A realidade que emerge do
vazamento é uma divisão de classes, muito simples de compreender. Os documentos
demonstram como os super-ricos vivem num mundo à parte, em que vigoram outras
regras, em que o sistema legal e a ação da autoridade policial são inteiramente
distorcidos, não apenas para proteger os ricos, mas para moldar o sistema legal
de forma a acomodá-los.
Já começaram a surgir reações da
direita liberal aos Panama Papers. Elas jogam a culpa nos excessos
do Estado de Bem-estar Social, ou no que resta dele. Alegam que, como os ricos
são pesadamente tributados, eles naturalmente tentam deslocar-se para países
com impostos mais baixos, o que não é, em última instância, ilegal. Embora
ridículo, este argumento tem um núcleo de verdade, e chama atenção para dois
pontos. Primeiro, a linha que separa as transações legais das ilegais está se
apagando muito rapidamente, e com frequência se reduz a uma diferença de
interpretação. Segundo, proprietários de riqueza que deslocaram suas fortunas
para contas offshore e paraísos fiscais não são monstros de
ganância, mas indivíduos que apenas agem como sujeitos racionais que tentam
proteger sua riqueza. No capitalismo, não é possível jogar a água suja da
especulação financeira e ficar com o bebê saudável da economia real. A água
suja é, na verdade, a linhagem do bebê saudável.
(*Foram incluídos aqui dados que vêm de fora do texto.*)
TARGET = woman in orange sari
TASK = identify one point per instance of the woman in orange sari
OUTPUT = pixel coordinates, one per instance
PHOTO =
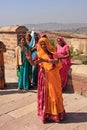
(50, 101)
(2, 72)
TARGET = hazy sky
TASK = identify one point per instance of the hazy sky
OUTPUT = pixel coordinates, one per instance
(19, 12)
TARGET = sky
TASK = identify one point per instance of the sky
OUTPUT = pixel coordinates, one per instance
(20, 12)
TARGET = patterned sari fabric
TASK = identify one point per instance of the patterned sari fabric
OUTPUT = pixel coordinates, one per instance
(50, 101)
(2, 74)
(66, 62)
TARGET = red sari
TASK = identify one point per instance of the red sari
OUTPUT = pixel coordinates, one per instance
(50, 101)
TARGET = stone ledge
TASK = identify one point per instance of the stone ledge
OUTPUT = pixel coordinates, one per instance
(77, 80)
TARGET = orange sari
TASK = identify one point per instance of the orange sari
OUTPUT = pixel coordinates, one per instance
(50, 101)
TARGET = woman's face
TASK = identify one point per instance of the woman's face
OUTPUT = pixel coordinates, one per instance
(22, 41)
(43, 46)
(59, 41)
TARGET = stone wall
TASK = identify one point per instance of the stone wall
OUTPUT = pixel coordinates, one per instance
(10, 40)
(77, 84)
(78, 41)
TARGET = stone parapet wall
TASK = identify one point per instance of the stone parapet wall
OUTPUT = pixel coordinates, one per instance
(10, 40)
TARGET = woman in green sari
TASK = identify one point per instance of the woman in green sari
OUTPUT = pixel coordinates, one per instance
(23, 65)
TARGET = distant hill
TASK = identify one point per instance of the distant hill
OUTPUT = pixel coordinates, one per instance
(75, 27)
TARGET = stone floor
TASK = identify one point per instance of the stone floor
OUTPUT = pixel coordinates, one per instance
(18, 111)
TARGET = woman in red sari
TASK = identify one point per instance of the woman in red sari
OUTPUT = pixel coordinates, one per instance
(2, 72)
(50, 101)
(63, 52)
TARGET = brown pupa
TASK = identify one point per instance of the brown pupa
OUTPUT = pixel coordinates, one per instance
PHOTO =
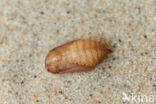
(76, 56)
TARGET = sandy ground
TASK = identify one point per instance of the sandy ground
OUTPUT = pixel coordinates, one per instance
(30, 28)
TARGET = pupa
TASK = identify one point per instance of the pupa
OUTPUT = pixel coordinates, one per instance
(76, 56)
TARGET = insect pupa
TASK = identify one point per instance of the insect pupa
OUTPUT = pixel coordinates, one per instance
(76, 56)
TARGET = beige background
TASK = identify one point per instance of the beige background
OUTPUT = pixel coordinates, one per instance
(30, 28)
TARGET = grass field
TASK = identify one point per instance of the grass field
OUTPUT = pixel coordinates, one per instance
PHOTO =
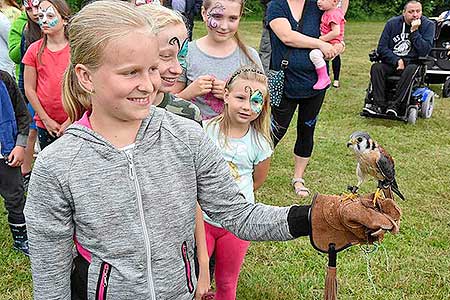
(415, 264)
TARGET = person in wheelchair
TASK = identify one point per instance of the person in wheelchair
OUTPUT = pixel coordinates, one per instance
(405, 38)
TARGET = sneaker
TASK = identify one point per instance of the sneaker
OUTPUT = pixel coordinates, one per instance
(372, 109)
(26, 180)
(22, 246)
(391, 112)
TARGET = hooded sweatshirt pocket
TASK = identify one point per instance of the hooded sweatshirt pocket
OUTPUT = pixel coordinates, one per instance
(187, 267)
(103, 280)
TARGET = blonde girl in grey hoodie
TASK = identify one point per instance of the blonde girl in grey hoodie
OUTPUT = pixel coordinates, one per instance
(122, 183)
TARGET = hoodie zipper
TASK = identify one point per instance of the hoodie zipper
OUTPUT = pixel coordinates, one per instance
(132, 174)
(102, 284)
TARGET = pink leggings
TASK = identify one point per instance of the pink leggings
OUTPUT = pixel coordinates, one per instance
(229, 253)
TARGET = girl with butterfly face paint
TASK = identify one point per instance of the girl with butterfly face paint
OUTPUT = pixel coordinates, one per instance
(212, 58)
(243, 135)
(45, 62)
(24, 31)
Não deveríamos ter medo de ir até
o fim. O sistema legal do capitalismo globalizado é, na sua dimensão mais
fundamental, a corrupção legalizada. A questão de onde começa o crime (que
operações financeiras são ilegais) não é um tema jurídico, mas eminentemente
político, relacionado a relações de poder .
Então, por que milhares de
capitalistas e políticos fazem o que está revelado pelos Panama Papers? A
resposta é a mesma da piada vulgar. Por que os cachorros lambem suas bolas?